The paper provides theoretical lower bounds on the circuit depth required for warm-started QAOA with aligned mixers to achieve a specified improvement, especially near the poles of the Bloch sphere.

Findings

Lower bounds on circuit depth scale with the ratio of desired improvement to initial angle.

Warm-started QAOA converges slowly when initial states are near the poles.
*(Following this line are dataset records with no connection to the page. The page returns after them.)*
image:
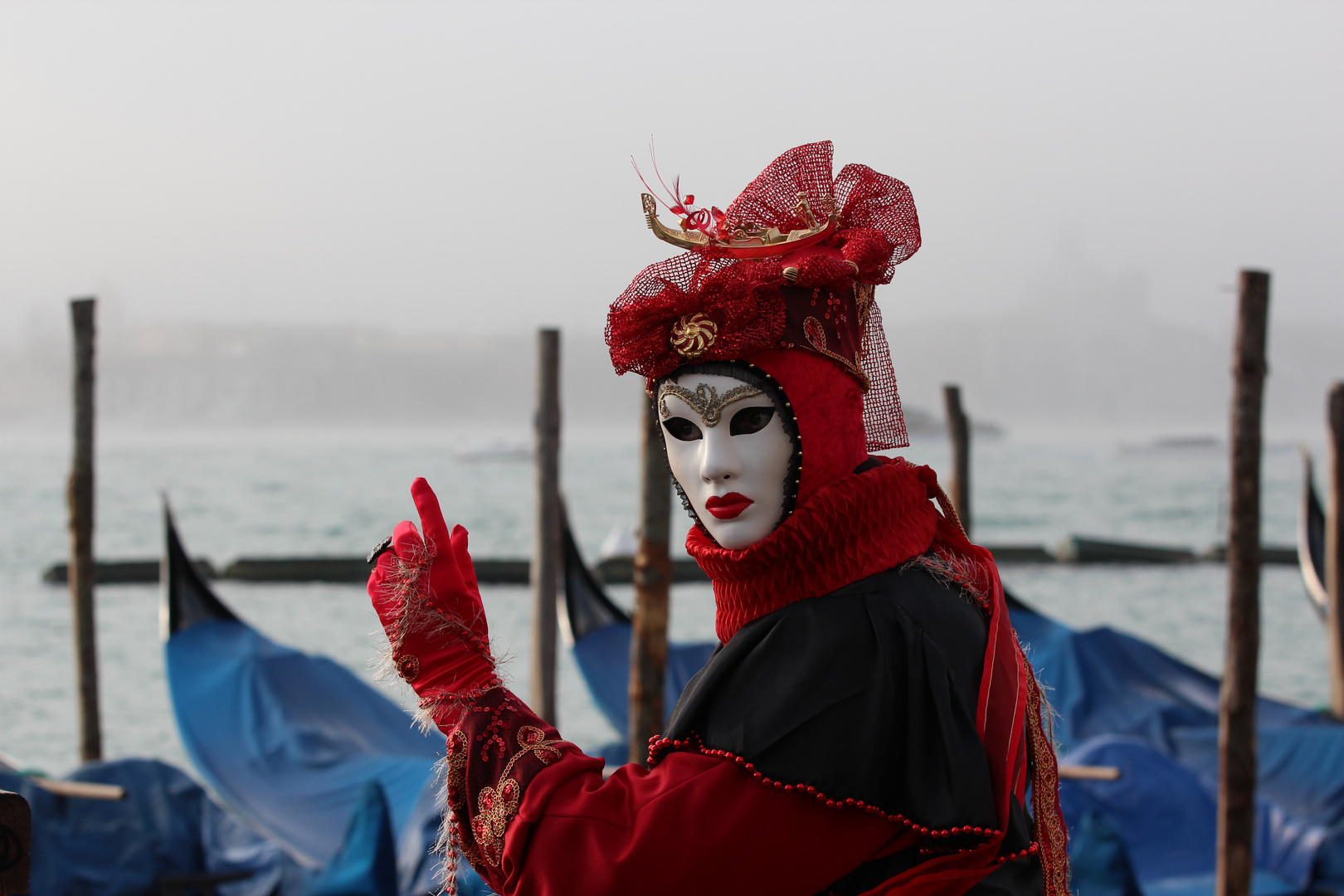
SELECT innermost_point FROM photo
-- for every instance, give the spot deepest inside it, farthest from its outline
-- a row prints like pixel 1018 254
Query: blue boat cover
pixel 1120 702
pixel 166 825
pixel 366 864
pixel 290 740
pixel 1124 703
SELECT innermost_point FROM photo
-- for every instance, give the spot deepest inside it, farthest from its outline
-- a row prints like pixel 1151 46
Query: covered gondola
pixel 292 742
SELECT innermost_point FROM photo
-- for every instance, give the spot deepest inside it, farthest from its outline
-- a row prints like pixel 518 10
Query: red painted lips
pixel 728 507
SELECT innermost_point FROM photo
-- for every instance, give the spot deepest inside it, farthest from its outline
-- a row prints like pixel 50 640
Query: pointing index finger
pixel 431 518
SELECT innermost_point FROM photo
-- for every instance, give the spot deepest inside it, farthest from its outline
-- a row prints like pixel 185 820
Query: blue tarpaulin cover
pixel 292 740
pixel 166 825
pixel 1122 703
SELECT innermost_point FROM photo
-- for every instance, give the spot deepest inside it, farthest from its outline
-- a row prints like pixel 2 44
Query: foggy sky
pixel 465 168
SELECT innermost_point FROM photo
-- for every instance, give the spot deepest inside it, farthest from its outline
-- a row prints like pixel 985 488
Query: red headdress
pixel 769 273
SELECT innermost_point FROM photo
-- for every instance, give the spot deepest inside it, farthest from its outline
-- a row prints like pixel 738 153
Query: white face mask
pixel 728 451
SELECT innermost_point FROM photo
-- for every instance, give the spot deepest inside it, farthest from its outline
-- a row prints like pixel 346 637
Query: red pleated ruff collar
pixel 858 525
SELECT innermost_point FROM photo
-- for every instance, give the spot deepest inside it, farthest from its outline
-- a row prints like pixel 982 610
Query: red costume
pixel 869 723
Theoretical analysis extends understanding of QAOA performance with classical initial states.

Abstract

In order to boost the performance of the Quantum Approximate Optimization Algorithm (QAOA) to solve problems in combinatorial optimization, researchers have leveraged the solutions returned from classical algorithms in order to create a warm-started quantum initial state for QAOA that is biased towards "good" solutions. Cain et al. showed that if the classically-obtained solutions are mapped to the poles of the Bloch sphere, then vanilla QAOA with the standard mixer "gets stuck". If the classically-obtained solution is instead mapped to within some angle $\theta$ from the poles of the Bloch sphere, creating an initial product state, then QAOA with optimal variational parameters is known to converge to the optimal solution with increased circuit depth if the mixer is modified to be "aligned" with the warm-start initial state. Leveraging recent work of Benchasattabuse et al., we provide theoretical lower bounds on the circuit depth necessary for this form of warm-started QAOA to achieve a desired change $\Delta \lambda$ in approximation ratio; in particular, we show that for small $\theta$, the lower bound on the circuit depth roughly scales proportionally with $\Delta \lambda/\theta$.